Creepy CloudPets pulled from stores over security fears
Good news for privacy-conscious parents of young children!
Major retailers have begun pulling CloudPets cuddly toys from their shelves after warnings were issued that the internet-enabled toys posed a risk to privacy.
A year ago it was revealed that more than 2.2 million voice recordings of children and parents, as well as 800,000 associated email addresses and passwords, had been carelessly leaked through lax security on a MongoDB server.
Spiral Toys, the manufacturer of the so-called “smart” toys, claimed to act swiftly to fix the problem – and another vulnerability which could allow a remote hacker to not only record audio but also broadcast messages via the toys.
In the following video you’ll see just how easy it proved to be for a hacker within Bluetooth range of a fluffy CloudPet to hijack control of the toy.
At the time, news of the security breach was widely reported and even managed to gain the attention of comedians on late night US talk shows.
The issue was, of course, no laughing matter.

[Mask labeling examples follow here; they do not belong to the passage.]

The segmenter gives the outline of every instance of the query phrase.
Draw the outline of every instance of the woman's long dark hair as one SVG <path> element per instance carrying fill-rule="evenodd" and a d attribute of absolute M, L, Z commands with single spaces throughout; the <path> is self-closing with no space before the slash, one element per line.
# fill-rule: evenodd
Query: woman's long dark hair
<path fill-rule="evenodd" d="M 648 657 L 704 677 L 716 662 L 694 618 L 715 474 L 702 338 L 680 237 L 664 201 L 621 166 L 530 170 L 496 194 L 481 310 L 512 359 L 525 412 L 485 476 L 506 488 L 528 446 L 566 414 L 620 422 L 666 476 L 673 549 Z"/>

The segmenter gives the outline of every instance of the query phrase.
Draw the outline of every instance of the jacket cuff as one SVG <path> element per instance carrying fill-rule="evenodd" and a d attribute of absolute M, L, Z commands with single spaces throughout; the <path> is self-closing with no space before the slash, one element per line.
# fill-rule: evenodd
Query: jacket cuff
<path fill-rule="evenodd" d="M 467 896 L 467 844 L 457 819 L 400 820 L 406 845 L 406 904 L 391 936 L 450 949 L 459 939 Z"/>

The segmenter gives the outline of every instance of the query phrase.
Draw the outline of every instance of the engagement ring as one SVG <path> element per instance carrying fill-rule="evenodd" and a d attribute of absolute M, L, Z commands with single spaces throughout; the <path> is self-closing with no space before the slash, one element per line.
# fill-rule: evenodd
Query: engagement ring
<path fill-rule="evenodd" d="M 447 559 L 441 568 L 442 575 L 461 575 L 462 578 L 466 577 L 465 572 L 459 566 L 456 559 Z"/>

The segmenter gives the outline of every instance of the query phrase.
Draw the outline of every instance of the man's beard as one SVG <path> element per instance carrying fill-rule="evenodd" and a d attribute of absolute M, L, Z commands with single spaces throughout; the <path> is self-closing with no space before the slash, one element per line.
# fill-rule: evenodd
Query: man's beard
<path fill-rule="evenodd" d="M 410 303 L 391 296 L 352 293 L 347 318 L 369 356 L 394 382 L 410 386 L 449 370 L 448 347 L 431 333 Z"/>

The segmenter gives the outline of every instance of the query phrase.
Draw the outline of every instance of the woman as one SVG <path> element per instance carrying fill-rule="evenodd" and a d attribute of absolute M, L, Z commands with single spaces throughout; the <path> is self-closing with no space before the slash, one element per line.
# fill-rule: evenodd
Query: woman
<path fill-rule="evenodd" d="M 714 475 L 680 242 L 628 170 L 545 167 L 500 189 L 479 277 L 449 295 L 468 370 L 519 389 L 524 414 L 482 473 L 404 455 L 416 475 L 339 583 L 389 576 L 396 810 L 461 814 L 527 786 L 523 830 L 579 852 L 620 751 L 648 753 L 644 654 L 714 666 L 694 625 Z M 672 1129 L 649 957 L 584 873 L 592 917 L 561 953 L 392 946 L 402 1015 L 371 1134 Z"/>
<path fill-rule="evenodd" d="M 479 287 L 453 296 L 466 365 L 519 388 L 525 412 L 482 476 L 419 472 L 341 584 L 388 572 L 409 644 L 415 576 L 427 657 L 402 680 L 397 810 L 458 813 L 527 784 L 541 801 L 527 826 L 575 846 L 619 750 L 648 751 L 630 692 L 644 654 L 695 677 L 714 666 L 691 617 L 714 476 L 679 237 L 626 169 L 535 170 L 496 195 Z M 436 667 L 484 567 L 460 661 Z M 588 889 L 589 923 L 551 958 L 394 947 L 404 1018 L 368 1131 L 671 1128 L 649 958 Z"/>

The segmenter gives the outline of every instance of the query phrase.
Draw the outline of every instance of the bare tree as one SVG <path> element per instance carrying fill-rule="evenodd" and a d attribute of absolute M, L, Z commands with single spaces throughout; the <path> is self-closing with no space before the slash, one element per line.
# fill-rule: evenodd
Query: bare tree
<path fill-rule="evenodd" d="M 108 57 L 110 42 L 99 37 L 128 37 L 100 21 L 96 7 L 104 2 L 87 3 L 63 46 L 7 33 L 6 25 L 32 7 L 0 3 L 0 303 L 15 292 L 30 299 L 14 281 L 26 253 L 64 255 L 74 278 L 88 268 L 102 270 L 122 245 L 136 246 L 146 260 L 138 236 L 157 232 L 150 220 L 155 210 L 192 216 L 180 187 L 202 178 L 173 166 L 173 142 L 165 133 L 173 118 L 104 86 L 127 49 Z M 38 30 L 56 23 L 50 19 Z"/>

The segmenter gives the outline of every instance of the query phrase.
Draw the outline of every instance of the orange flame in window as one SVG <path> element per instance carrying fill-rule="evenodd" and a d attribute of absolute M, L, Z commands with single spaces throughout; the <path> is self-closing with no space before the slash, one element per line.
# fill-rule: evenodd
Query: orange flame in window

And twelve months after the initial disclosure of the security problems, researchers found that Spiral Toys had still not implemented proper authentication techniques to protect against hackers spying on children via cuddly CloudPets.
Concerns were also raised that SpiralToys had allowed a domain used to host a tutorial for the toys – mycloudpets.com – to lapse, opening opportunities for criminals to use the URL for phishing attacks.
Part of the letter read as follows:
What CloudPets demonstrates is the potential privacy risks that even a toy with limited
connectivity can pose. More importantly, it also shows how these toys are entry points
for companies to generate a consumer base from children for other digital products in
the future. That’s why it’s so critical that privacy and security be at the forefront of
We believe retailers have a crucial role to play when it comes to helping encourage
manufacturers to respect the trust of their consumers. We hope you will immediately
pause the sale of CloudPets, and we look forward to working with you on more
proactive, positive steps that could be taken to protect customer safety, security, and
Last week, Walmart and Target stopped selling CloudPets. This week, eBay and Amazon joined them.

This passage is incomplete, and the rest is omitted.